Über eine Million türkische Milchkühe machen nicht mehr muh

Bei der Wirtschaftskrise der Türkei bringt es mit sich, dass die Milchbauern ihre Kühe zum Schlachter bringen müssen. Schon in den Jahren 2007 – 2008 mussten die Bauern durch die Dürre, das Steigen der Futterpreise um 100% und die niedrigen Milchpreise, die von 0,80 TL auf 0,40 TL fielen, ihre Milchkühe schlachten. Eine Million an der Zahl. Obwohl die Futterpreise jedes Jahr nicht unter 10% gestiegen sein sollen, betrug die Verteuerung in den letzten 11 Monaten 50%. Die Bauern sind seit Monaten dabei ihre Milchkühe zu schlachten. Die Schlachthöfe sollen dermaßen überlastet sein, dass sie für 2-3 Monate später Schlachttermine vergeben. Das die Milchpreise nicht steigen dürfen liegt daran, dass der Staat die Inflationsrate niedrig rechnen möchte.
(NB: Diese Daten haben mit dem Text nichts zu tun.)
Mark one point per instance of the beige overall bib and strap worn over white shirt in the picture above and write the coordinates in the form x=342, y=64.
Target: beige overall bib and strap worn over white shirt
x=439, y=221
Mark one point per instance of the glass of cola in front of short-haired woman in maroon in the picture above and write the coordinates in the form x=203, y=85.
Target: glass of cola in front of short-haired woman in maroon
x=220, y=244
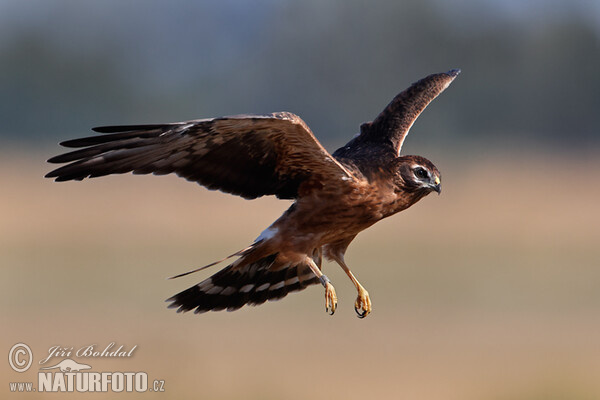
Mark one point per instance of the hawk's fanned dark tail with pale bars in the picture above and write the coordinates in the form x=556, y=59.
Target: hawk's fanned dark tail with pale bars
x=247, y=282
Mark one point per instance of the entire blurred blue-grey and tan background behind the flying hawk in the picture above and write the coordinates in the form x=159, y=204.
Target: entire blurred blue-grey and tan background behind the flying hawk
x=490, y=291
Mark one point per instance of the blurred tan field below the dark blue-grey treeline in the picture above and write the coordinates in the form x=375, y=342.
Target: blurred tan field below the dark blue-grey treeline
x=489, y=291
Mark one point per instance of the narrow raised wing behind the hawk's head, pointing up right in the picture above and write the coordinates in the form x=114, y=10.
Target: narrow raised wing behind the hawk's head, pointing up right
x=388, y=131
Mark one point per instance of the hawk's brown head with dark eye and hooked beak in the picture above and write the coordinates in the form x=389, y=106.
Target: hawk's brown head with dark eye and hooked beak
x=416, y=174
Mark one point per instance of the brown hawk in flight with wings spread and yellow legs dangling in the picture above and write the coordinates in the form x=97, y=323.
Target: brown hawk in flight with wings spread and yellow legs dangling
x=335, y=196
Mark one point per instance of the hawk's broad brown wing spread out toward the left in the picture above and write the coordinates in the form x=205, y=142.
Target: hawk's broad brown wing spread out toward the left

Während Insider und internationale Quellen, mit den vorhandenen Zahlen die Inflation bei 40-45% errechnen, gibt die staatliche Statistikamt, mittlerweile besetzt von AKP Leuten diese, je nach Lust und Laune, zwischen 10 und 13% an.

Die Geldmärkte lieben keine Überraschungen

Die türkische Zentralbank hat wieder mal bewiesen, dass sie nicht autark entscheiden kann. Die Wirtschaft rechnete damit, dass die Zinsen weiter steigen müssten, aber an der Zinsschraube ist bei den Entscheidungen der Zentralbank gestern, auf Wunsch der Regierung, nicht gedreht worden. Prompt machten die Devisenkurse wieder ein Sprung nach oben. Der USD Kurs steht mit 7,95 TL dicht unter der magischen 8 TL Grenze. Anfang des Jahres war die magische Grenze noch bei 7 TL.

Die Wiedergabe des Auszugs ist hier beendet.